白夜(第29页)
虞白说:“世上男人眼睛都瞎了,没有一个来弹这琴的!”
丁琳说:“真不要脸!”
手拧了某一处,疼得虞白踮了脚在地上跳。
就一边穿一边对着黑狗说:“丑丑,你说是不是?女人就是一架琴嘛,逢着好男人了弹出的是音乐,遇到孬男人了只弹一片噪音。”
黑狗丑丑竟头一点一点的,三个人都吃了一惊。
丁琳说:“这狗好通人性!”
虞白说:“我总疑心丑丑前世是个美人,你们瞧瞧那眼睛上一圈黑线儿,我敢说现在哪个女人还都画不出那么好的眼线哩!”
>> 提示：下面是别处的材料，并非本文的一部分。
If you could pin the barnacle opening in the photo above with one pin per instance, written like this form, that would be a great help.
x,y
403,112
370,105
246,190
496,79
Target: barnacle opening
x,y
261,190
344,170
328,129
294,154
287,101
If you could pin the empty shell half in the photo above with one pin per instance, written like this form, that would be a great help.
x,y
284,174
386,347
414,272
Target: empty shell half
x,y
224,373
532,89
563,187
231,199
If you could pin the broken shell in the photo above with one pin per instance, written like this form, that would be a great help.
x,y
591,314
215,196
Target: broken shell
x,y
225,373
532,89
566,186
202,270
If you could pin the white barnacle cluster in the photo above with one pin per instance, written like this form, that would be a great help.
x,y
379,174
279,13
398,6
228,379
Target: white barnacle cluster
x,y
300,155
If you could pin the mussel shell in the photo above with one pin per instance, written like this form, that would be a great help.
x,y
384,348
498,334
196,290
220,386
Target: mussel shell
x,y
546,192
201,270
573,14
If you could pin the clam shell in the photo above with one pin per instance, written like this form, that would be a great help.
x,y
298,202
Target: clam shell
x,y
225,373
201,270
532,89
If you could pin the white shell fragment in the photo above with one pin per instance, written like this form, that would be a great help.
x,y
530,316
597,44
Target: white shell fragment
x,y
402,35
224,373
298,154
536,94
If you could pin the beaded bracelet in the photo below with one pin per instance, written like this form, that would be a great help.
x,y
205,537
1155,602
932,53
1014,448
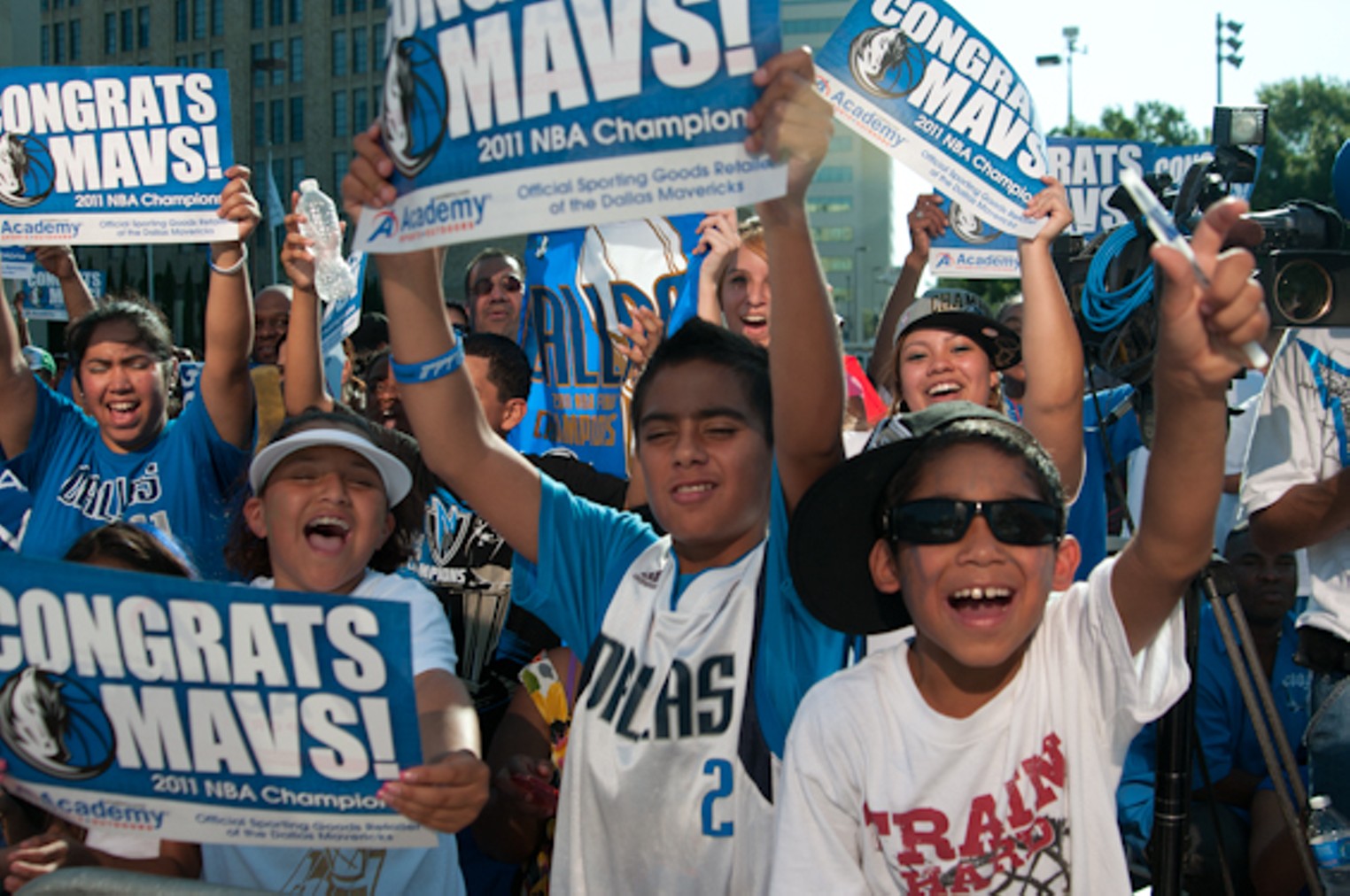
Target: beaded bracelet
x,y
428,370
234,269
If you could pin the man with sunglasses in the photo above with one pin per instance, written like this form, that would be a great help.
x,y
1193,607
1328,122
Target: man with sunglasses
x,y
494,288
981,752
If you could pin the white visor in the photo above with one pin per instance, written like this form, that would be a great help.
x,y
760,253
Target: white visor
x,y
394,474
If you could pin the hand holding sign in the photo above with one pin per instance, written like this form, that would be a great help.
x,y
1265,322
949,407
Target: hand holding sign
x,y
790,121
445,795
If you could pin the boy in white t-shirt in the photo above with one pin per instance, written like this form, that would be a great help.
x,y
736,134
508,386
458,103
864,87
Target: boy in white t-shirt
x,y
983,752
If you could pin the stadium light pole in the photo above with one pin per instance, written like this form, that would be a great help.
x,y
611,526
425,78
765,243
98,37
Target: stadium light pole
x,y
1233,43
1071,49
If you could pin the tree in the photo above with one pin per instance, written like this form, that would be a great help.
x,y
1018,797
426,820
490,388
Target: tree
x,y
1153,121
1308,120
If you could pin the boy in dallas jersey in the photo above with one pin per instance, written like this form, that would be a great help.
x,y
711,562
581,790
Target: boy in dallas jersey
x,y
695,644
981,753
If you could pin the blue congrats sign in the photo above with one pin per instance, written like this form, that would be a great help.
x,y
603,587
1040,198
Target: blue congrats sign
x,y
204,713
525,116
582,283
919,81
113,156
1090,172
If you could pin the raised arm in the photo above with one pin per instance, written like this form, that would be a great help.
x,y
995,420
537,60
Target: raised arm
x,y
59,260
927,220
718,238
455,440
793,123
226,386
18,385
1051,348
304,385
1200,335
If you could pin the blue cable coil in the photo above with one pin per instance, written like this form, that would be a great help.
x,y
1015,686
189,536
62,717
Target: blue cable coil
x,y
1102,308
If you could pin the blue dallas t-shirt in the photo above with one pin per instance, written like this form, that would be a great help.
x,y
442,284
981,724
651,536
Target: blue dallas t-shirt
x,y
188,482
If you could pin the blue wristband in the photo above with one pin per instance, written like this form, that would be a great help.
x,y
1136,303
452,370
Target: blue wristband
x,y
428,370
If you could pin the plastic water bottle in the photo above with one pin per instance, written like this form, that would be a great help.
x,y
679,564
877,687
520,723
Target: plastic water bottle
x,y
1329,834
334,280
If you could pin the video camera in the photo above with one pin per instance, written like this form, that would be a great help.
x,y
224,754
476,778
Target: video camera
x,y
1300,262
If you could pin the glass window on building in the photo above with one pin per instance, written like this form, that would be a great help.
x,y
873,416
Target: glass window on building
x,y
278,120
278,51
339,54
360,110
340,162
834,174
340,113
360,51
831,205
298,119
834,234
376,45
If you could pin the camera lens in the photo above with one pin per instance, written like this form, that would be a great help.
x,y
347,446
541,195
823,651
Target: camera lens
x,y
1303,291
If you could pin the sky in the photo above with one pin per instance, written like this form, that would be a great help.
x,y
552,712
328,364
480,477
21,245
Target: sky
x,y
1154,50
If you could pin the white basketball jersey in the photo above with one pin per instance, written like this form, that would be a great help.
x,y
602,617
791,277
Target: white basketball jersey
x,y
667,787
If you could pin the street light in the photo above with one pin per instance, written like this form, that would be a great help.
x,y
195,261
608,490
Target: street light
x,y
269,64
1234,28
1071,49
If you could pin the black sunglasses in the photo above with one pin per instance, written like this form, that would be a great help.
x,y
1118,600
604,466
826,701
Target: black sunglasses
x,y
509,283
945,520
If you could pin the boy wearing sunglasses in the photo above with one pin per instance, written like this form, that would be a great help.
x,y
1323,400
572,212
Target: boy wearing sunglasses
x,y
981,753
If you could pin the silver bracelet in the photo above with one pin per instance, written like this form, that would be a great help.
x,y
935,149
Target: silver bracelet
x,y
234,269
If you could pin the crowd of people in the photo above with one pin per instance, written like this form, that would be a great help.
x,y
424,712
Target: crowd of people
x,y
839,630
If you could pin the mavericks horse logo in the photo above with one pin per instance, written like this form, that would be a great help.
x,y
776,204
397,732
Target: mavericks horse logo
x,y
886,62
416,102
26,170
56,725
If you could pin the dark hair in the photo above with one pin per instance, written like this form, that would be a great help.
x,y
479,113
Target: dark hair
x,y
484,255
701,340
1006,437
144,548
247,553
149,321
508,366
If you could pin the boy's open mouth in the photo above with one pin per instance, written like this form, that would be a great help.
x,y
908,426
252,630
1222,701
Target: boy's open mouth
x,y
989,599
327,535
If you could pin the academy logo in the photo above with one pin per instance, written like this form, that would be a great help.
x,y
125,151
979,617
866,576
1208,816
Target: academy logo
x,y
56,725
26,170
971,228
886,62
386,226
416,102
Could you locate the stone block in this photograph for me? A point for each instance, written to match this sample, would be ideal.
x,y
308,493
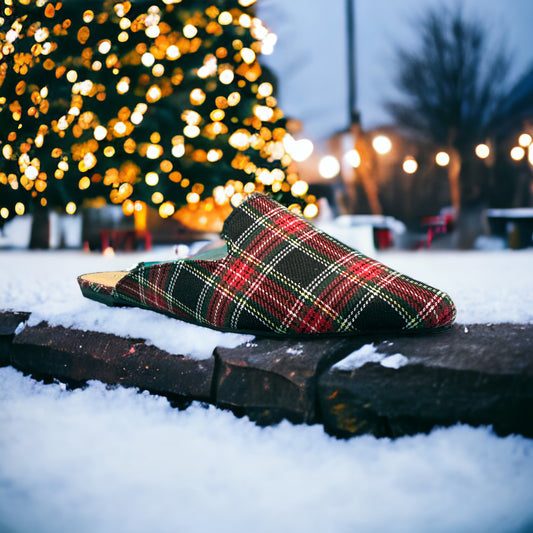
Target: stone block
x,y
9,322
77,356
478,375
271,379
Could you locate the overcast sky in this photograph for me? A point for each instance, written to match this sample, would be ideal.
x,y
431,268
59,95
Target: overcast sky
x,y
310,57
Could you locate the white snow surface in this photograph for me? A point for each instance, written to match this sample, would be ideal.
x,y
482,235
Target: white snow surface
x,y
369,354
111,459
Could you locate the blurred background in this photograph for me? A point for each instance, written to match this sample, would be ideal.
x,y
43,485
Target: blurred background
x,y
389,124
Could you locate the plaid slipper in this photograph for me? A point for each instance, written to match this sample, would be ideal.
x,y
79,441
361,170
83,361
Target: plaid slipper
x,y
277,274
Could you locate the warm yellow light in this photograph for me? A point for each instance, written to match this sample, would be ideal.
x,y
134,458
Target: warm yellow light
x,y
240,139
263,112
197,97
225,18
152,31
517,153
353,158
245,20
191,131
299,188
298,150
410,166
153,94
104,46
157,197
217,114
72,76
154,151
382,144
62,123
31,172
120,128
88,16
329,167
173,52
214,155
136,117
234,98
525,140
147,59
193,198
310,211
166,210
100,133
265,177
152,179
482,151
442,159
265,89
128,207
189,31
248,55
226,76
123,86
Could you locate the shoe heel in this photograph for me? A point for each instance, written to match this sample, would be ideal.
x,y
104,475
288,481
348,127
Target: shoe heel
x,y
96,292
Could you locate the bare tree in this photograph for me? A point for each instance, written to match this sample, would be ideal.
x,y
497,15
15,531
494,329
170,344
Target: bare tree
x,y
452,85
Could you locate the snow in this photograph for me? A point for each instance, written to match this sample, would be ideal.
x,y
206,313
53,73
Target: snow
x,y
487,287
369,354
45,284
111,459
115,459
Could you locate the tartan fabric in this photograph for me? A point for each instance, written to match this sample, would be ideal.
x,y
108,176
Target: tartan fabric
x,y
282,275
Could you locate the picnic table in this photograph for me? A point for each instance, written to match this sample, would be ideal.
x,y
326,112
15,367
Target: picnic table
x,y
513,224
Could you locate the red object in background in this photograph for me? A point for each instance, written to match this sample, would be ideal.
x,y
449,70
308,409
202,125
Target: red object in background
x,y
125,239
436,225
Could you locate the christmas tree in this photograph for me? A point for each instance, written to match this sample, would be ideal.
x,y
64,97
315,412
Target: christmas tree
x,y
163,102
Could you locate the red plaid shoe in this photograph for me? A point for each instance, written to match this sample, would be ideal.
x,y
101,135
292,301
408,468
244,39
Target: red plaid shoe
x,y
277,274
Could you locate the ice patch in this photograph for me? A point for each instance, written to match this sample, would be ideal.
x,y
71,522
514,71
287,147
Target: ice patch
x,y
369,354
394,361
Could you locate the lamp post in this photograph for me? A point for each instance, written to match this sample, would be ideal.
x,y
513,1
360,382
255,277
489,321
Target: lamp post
x,y
354,115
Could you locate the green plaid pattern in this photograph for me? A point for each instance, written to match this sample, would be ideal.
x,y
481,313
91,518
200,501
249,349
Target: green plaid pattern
x,y
284,276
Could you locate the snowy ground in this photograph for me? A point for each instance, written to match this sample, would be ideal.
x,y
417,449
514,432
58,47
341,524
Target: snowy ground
x,y
113,459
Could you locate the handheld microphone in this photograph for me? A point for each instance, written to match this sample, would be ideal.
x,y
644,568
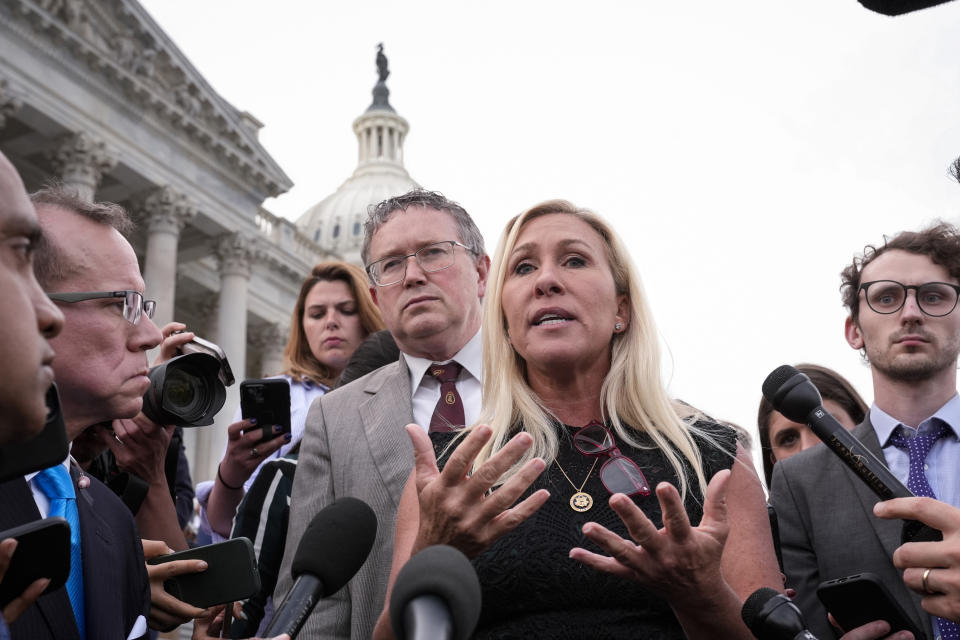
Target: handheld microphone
x,y
436,596
773,616
333,548
899,7
792,394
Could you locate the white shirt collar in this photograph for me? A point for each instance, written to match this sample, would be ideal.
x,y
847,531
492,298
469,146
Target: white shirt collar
x,y
470,357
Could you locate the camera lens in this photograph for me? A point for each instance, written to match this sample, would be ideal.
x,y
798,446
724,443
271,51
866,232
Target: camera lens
x,y
185,391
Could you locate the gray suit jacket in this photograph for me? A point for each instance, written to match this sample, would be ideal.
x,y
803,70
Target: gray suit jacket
x,y
828,530
354,445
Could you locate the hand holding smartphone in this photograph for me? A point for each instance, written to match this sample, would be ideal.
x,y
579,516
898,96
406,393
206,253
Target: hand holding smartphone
x,y
267,400
861,598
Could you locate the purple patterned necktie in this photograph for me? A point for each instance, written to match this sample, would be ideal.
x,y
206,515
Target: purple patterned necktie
x,y
448,414
918,447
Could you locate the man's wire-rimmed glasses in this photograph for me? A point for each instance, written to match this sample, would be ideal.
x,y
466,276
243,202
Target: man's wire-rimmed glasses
x,y
619,474
133,303
436,256
935,299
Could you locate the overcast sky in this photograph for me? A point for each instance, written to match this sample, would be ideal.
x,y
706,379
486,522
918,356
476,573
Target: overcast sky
x,y
745,150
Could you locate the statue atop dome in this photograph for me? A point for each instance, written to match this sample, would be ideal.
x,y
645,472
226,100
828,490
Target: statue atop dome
x,y
382,68
381,95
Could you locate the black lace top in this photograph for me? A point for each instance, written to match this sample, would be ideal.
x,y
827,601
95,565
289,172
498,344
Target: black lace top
x,y
531,589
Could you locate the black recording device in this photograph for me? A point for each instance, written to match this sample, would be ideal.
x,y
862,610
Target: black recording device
x,y
334,546
267,400
792,394
43,551
188,390
231,574
773,616
858,599
46,449
436,596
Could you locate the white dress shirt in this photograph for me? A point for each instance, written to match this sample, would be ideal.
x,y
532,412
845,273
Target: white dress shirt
x,y
425,389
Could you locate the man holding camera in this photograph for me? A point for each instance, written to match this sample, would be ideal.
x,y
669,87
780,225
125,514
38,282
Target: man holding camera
x,y
91,271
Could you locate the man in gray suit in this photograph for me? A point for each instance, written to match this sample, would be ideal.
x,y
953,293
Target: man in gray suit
x,y
428,269
902,299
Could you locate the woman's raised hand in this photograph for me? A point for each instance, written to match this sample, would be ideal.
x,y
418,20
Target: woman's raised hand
x,y
679,561
458,508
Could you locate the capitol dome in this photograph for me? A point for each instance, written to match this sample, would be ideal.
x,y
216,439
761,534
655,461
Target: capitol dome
x,y
336,222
穿着了,自己先到镜子前照,连声叫:“不行不行,片片扇扇的太多,不适应我!”
邹云说:“讲究的就是这样,这是意大利的名牌,你个子高,穿上呼呼啦啦,又飘逸又潇洒。
我有你这身架,早当模特去了!”
虞白说:“我才不当模特哩,虞家的女子穿了好衣服让别人去欣赏?!
我也不想要那么多钱!
衣服好是好,我太瘦了,撑不起来。”
邹云看了看,也觉得是,仍说:“不急的!”
将自己的一双深灰色有带的高跟皮凉鞋脱了给虞白穿,把口袋里的一副金色椭圆墨镜戴在虞白脸上,左右找什么,又去卧室取了一条有浅蓝、赭红、白的条格儿头巾包住虞白的头发,说:“现在瞧瞧,走到街上回头率不高才怪哩!”
虞白说:“倒像是个傍大款的了!
丁琳,你和邹云是一个型的,你试试。”
当下脱了,去换另一件。
另一件是灰白的长裙,纯麻质地,后背有一道小布条带儿交叉成的装饰,虞白在镜前扭着看了,欣赏腰部的装饰,屁股微微撅着,细腰凸现,交叉的小布条带儿乍贴不贴的好看。
丁琳也将那件穿上了,让虞白看,虞白说:“好,你这活泼性格该这么打扮,越发仓库润泽,印堂黄明,耳额也增白了!”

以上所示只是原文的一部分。